Banner image: Iraqis hold portraits of Sunni Muslim MP Saleh al-Mutlak, one of the leaders of the new Iraqi National Movement coalition, during a protest in Baquba, northeastern Baghdad, on December 3, 2009 in support of Vice President Tareq al-Hashemi who vetoed an electoral law in an attempt to secure more power for Sunnis. Photo: AFP/Getty Images
Senate Votes to Safeguard Coverage for Mammograms ()
Senate debate on healthcare reform turned to mammograms today, with just 61 votes — one more than required — for guaranteeing coverage. The issue arose after heated controversy over an advisory panel’s recommendation that mammograms are not routinely needed for women in their 40’s. Jeffrey Young covers healthcare for The Hill.
Iraq: That 'Other' War ()
As the US prepares to send 30,000 or more troops to Afghanistan, Iraq has seen a dramatic decrease in violence, less today than at any time since the US-led invasion of 2003. All 120,000 American troops are out of the cities, replaced by Iraqi forces. Complete US withdrawal is supposed to be paved by elections early next year, but powerful ethnic differences — all too familiar -- have caused it to be delayed. Today, Vice President Tariq al-Hashimi was given a few more days to approve or veto a new election law that is crucial to the benchmarks established for withdrawal. Could the inability to form a stable government mean a return of violence? Would American troops be pressed back into action? What would that mean for President Obama's plan to increase forces in Afghanistan?

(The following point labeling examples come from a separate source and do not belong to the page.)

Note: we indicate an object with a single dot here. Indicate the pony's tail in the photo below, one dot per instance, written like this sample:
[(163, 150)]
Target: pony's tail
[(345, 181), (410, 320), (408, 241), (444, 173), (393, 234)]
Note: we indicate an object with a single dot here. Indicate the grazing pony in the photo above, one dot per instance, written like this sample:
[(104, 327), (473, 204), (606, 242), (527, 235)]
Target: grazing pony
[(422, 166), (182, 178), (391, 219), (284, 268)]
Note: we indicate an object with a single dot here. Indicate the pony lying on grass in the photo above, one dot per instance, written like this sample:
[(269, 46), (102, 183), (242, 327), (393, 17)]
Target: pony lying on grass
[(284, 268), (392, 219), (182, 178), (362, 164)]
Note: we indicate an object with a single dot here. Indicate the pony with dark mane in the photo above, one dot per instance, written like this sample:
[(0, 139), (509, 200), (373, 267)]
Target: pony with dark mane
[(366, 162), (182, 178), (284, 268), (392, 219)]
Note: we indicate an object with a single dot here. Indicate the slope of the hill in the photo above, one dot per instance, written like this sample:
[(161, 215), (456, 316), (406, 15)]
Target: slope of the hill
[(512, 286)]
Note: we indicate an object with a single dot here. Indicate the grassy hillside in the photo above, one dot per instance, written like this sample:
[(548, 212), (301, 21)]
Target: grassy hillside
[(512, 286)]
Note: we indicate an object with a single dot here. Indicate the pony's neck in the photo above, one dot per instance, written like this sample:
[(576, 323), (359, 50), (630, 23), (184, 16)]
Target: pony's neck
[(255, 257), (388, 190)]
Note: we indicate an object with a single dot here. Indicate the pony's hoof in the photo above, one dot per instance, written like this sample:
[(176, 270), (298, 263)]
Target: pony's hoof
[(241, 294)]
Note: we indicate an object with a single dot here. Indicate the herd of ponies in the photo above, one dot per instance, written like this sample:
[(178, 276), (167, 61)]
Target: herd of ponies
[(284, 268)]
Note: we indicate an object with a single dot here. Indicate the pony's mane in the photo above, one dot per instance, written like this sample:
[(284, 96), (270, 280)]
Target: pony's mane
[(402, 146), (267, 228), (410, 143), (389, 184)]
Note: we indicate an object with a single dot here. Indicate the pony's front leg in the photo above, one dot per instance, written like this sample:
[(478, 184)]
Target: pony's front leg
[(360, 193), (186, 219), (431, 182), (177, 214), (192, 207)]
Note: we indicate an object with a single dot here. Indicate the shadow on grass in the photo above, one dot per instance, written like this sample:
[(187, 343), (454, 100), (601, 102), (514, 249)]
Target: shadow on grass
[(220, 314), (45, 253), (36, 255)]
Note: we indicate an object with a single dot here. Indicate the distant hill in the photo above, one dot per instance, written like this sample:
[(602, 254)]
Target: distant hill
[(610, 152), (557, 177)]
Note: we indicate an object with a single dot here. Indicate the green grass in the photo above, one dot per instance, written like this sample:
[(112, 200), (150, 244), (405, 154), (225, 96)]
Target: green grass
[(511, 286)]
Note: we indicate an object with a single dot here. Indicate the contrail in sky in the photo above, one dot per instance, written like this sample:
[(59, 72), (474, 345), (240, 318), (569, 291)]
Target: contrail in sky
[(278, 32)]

- Warren Strobel: Senior Foreign Affairs Correspondent, McClatchy Newspapers
- Lawrence Korb: former Assistant Secretary of Defense, @LarryKorb
- Rahman Aljebouri: Senior Program Officer on the Middle East and Africa, National Endowment for Democracy
- Gordon Lubold: Pentagon Correspondent, Christian Science Monitor
Comcast-GE Deal Will Reshape Television ()
When General Electric bought NBC Universal, broadcast television was a reliable cash cow. Now, cable provider Comcast has cemented the deal with GE to buy NBC Universal, a pioneer in free, broadcast TV. Jay Leno, The Office and the Peacock itself are "being thrown in the deal like complimentary floor mats in a new car." That's according to James Poniewozik of Time magazine, who looks at the likely consequences for viewers now and in the future.